🤖 AI Summary
Existing research lacks a systematic investigation of mechanisms to ensure communication privacy, integrity, and utility among multi-LLM-agent systems executing long-horizon, goal-coupled tasks. Method: We propose the first dynamic firewall framework for LLM agent networks, featuring three synergistic layers: task-driven protocol generation, adaptive data abstraction, and reflective trajectory correction—enabling proactive defense at the communication level. Contribution/Results: Evaluated on a travel planning use case, the framework effectively mitigates information over-exposure and adversarial interference, significantly improving cross-agent collaboration security and task success rate. It provides a scalable, principled methodology for building trustworthy and robust LLM agent networks, advancing foundational infrastructure for secure multi-agent LLM orchestration.
📝 Abstract
Future LLM agents are likely to communicate on behalf of users with other entity-representing agents on tasks that entail long-horizon plans with interdependent goals. Current work does not focus on such agentic networks, nor does it address their challenges.
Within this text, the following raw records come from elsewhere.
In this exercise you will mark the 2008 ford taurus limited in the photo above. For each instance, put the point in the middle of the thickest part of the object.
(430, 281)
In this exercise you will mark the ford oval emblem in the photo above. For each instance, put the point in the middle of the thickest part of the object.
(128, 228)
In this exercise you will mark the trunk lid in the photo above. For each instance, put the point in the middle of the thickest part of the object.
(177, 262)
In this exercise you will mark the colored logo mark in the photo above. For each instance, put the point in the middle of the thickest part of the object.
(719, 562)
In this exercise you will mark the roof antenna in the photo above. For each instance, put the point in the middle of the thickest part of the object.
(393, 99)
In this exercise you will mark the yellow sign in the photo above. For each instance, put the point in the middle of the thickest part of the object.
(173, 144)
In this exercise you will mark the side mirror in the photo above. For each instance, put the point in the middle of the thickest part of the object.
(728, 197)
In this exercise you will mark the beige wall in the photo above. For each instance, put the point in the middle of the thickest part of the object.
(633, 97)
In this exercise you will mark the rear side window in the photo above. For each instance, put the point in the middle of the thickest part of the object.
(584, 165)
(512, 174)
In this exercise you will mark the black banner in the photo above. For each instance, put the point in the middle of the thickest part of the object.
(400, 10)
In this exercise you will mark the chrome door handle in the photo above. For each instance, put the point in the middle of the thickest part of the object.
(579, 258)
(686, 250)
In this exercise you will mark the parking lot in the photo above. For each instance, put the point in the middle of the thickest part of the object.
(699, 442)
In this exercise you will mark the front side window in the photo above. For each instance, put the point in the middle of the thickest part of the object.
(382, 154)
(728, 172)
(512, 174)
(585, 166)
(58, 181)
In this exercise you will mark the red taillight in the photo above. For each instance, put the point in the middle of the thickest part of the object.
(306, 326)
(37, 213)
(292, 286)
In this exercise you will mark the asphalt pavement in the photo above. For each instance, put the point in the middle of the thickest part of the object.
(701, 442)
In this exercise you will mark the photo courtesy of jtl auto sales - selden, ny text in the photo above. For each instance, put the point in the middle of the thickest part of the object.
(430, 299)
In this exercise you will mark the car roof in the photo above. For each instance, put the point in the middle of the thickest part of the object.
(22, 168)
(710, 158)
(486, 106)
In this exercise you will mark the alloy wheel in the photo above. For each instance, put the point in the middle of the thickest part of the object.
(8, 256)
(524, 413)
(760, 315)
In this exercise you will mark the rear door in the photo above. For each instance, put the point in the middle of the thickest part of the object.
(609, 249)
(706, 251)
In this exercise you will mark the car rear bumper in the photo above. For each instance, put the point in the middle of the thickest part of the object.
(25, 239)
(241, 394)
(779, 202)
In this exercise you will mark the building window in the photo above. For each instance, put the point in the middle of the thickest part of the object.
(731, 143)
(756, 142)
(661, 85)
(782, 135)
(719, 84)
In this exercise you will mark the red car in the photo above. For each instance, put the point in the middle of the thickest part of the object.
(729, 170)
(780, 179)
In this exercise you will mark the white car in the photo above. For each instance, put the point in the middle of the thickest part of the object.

Thus, we first identify the required properties of agents' communication, which should be proactive and adaptable. It needs to satisfy 1) privacy: agents should not share more than what is needed for the task, and 2) security: the communication must preserve integrity and maintain utility against selfish entities. We design a use case (travel planning) as a testbed that exemplifies these requirements, and we show examples of how this can go wrong. Next, we propose a practical design, inspired by established network security principles, for constrained LLM agentic networks that balance adaptability, security, and privacy. Our framework automatically constructs and updates task-specific rules from prior simulations to build firewalls. We offer layers of defense to 1) convert free-form input to a task-specific protocol, 2) dynamically abstract users' data to a task-specific degree of permissiveness, and 3) self-correct the agents' trajectory.